I do know that Ballistic Tips shot from a 7mm Rem Mag at short range (less than 50 yards) will put a deer down, stone cold dead, a little messy but very very dead. Any guessing at what happened on a shot that resulted in no dead deer is just that a guess. What Barnes XBT's I have shot are phenomenal penetrators, I used to shoot them out of my 7-08 Rem, 120 grain XBT's from several different angles , none of the bullets cared, hit (and from the looks of the insides) expand, and go right on, tremendous blood trails right to a dead deer. Rather than worry about exactly which "normal" bullet is the best, worry about which one the rifle likes, because if you put a 100 grain Hornady, Sierra, Speer, Cor-lokt whatever though the vitals of a deer you're gonna have to skin a deer.

Reloading is where it gets fun, so many choices that will work great, like being a kid in a candy store, nearly everthing is delicious you just have to pick what you like.:)
 
Quartering shots require the most penetration, which is the specialty of bullets like the GMX and TTSX line but you're saying those are the shots you'd pass on if you used those bullets? Those are the shots those bullets are BUILT for making. I've never passed on a shot because the gut job might be messy. That's just part of the game.

You are playing the game differently than I am, then: I shoot deer in order to eat them.

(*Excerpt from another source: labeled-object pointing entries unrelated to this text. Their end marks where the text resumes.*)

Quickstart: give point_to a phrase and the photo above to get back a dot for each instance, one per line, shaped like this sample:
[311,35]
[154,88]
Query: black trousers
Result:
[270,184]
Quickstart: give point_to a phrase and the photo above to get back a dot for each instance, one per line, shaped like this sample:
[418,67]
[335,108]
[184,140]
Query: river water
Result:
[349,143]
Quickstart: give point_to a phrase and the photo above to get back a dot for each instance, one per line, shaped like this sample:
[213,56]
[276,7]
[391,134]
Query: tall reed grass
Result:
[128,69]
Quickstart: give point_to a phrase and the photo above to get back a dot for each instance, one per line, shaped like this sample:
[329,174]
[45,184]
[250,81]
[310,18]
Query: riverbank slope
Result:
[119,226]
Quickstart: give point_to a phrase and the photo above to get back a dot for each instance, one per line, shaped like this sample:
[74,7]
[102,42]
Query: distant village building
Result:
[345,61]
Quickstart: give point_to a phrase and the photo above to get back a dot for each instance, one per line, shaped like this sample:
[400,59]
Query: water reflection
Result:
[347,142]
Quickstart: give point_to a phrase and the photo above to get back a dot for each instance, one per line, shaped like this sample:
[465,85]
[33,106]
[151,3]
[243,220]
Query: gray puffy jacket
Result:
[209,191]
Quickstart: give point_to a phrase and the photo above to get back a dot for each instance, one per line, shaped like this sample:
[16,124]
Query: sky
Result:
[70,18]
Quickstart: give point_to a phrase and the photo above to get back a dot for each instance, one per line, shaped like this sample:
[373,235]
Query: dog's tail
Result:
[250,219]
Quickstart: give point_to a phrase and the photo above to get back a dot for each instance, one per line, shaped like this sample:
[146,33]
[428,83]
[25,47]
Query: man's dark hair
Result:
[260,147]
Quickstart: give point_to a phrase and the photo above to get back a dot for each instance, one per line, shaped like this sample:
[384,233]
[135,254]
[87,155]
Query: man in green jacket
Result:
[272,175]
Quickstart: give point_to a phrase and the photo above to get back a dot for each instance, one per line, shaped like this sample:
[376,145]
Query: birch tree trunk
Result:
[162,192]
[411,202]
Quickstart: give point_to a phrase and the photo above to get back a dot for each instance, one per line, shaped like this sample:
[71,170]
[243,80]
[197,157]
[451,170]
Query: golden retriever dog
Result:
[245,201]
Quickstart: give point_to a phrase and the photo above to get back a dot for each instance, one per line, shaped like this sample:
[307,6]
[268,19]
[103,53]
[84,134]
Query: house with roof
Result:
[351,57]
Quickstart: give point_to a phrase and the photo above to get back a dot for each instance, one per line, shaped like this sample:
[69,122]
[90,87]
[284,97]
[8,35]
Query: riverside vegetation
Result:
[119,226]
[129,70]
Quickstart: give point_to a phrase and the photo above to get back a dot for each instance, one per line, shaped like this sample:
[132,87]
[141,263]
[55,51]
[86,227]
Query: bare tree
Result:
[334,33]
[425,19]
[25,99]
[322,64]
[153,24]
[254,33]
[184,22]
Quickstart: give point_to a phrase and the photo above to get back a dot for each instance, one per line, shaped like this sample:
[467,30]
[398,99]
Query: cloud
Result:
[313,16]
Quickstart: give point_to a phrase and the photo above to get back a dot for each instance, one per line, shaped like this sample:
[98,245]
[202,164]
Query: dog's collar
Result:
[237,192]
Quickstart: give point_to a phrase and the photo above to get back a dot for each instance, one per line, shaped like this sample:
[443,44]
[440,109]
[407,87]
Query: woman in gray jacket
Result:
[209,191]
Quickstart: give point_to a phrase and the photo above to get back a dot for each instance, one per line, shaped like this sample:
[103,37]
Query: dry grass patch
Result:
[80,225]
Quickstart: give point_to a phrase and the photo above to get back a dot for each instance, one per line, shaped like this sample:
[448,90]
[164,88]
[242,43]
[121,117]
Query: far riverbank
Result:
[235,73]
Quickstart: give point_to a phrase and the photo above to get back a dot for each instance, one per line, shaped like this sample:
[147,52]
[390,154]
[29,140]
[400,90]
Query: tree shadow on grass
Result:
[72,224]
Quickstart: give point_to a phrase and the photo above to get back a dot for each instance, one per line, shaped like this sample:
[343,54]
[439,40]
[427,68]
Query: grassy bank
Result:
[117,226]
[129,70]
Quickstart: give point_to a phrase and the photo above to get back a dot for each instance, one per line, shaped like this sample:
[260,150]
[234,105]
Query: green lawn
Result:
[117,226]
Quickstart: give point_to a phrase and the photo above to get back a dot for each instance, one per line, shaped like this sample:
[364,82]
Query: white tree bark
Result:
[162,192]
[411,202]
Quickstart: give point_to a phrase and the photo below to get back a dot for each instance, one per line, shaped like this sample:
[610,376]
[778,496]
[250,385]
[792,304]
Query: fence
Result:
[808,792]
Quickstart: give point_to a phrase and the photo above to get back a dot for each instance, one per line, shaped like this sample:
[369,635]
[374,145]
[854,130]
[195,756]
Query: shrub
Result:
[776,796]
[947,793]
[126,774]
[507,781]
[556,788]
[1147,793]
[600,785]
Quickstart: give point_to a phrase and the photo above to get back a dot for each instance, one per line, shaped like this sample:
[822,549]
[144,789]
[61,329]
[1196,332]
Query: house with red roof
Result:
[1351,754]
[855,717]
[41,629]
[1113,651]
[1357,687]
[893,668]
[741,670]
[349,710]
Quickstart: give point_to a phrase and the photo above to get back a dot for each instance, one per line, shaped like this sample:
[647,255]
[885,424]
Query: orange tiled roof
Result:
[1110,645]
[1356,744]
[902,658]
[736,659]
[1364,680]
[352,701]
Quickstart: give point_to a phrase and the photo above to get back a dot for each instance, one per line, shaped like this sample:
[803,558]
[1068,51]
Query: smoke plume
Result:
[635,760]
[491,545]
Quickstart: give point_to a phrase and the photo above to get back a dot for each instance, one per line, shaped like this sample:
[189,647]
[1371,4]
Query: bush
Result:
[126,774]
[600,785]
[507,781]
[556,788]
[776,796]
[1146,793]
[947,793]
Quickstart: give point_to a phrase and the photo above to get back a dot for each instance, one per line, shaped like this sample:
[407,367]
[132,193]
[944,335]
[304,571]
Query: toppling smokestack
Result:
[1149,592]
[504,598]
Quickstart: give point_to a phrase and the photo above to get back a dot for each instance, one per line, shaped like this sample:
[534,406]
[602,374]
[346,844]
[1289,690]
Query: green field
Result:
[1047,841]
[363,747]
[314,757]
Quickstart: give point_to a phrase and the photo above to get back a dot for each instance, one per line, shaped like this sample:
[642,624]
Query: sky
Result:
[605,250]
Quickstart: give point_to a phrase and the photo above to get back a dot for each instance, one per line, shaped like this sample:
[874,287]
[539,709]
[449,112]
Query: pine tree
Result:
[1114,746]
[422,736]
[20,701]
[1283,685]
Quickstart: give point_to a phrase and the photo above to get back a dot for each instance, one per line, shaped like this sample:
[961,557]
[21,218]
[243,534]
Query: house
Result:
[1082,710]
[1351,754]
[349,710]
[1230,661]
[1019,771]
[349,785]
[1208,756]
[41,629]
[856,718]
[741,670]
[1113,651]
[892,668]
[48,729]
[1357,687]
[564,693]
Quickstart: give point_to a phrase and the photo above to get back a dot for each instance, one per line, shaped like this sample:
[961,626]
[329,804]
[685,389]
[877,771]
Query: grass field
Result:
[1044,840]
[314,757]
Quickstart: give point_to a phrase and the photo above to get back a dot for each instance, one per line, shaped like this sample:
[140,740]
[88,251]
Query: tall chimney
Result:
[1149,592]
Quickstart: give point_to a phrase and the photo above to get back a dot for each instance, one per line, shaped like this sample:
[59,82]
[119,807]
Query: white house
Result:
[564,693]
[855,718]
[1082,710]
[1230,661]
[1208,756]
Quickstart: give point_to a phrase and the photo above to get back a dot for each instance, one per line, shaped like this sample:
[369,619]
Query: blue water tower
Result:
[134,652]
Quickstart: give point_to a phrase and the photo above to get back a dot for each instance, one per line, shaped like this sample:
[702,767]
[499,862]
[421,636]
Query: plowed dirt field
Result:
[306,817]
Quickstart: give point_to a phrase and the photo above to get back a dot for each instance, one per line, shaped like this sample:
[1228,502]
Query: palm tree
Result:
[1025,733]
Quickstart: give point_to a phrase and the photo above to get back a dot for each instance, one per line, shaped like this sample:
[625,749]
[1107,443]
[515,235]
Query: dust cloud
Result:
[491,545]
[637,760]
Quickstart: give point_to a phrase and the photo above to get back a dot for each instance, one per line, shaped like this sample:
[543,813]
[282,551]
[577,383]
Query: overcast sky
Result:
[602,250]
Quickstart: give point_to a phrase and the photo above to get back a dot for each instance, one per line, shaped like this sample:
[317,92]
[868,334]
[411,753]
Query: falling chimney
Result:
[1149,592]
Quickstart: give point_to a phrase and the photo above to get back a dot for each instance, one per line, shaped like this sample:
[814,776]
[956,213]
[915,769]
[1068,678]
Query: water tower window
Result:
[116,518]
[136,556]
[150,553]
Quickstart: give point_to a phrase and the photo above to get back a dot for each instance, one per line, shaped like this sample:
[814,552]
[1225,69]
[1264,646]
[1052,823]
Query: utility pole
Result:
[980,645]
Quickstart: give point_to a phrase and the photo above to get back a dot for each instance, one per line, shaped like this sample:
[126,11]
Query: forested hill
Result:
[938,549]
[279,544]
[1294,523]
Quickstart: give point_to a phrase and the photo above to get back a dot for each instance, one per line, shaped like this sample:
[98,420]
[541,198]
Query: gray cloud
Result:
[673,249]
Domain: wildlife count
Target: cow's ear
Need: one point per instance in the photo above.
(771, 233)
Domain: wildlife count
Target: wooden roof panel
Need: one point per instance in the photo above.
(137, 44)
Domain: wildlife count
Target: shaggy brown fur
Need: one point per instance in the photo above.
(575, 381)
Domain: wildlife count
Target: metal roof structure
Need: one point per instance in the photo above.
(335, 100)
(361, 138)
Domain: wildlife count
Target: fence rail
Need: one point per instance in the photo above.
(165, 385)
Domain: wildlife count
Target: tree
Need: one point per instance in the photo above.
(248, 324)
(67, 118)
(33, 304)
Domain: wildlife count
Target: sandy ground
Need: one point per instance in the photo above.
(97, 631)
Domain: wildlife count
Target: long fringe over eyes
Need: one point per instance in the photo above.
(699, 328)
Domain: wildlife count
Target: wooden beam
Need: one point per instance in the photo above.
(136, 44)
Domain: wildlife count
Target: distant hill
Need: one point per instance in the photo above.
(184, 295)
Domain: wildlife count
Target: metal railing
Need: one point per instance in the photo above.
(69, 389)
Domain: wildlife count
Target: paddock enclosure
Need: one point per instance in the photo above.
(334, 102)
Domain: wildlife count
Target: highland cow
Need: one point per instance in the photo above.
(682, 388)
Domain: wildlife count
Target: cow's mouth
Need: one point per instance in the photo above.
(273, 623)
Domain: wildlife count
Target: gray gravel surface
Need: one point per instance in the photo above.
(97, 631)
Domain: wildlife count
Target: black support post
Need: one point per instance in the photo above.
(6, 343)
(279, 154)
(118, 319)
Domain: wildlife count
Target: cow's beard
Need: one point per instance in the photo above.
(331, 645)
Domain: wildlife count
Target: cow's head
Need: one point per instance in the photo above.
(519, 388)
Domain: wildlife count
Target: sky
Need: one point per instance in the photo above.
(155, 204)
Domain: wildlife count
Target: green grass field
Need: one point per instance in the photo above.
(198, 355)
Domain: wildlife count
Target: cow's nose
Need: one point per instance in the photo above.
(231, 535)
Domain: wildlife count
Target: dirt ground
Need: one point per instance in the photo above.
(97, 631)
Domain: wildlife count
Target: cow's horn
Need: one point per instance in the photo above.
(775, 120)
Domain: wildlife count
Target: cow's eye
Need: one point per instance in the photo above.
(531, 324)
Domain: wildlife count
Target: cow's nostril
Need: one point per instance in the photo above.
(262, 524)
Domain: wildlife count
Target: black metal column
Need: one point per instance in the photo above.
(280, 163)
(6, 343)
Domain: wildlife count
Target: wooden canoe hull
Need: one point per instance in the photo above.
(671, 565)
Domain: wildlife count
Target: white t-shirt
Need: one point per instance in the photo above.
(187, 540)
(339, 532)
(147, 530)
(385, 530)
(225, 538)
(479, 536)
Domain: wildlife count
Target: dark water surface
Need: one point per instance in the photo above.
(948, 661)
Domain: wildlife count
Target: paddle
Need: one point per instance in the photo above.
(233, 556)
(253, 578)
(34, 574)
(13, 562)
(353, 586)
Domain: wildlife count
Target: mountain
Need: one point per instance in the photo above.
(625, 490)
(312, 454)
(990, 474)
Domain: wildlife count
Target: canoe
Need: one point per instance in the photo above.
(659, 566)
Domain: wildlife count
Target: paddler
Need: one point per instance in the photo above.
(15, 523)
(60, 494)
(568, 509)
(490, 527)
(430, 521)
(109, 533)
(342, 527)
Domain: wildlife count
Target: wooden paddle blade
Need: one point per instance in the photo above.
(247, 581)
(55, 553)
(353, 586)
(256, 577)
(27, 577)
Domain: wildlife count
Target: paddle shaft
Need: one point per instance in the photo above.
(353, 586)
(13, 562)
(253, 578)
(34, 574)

Scattering poo and soon to be poo through the body cavity and beyond does not make for good table fare, IMO ..... YMMV, but I'd rather pass up the shot than season the meat with that stuff.
 
I guess my mileage does vary. I've seen quite a number a deer that were hit through the guts. The only ones that were really nasty were those that took a long time to die or especially those that were dead for a long time before they were gutted. Those shots were all accidental. The intentional, sharp angle shots have never been a problem.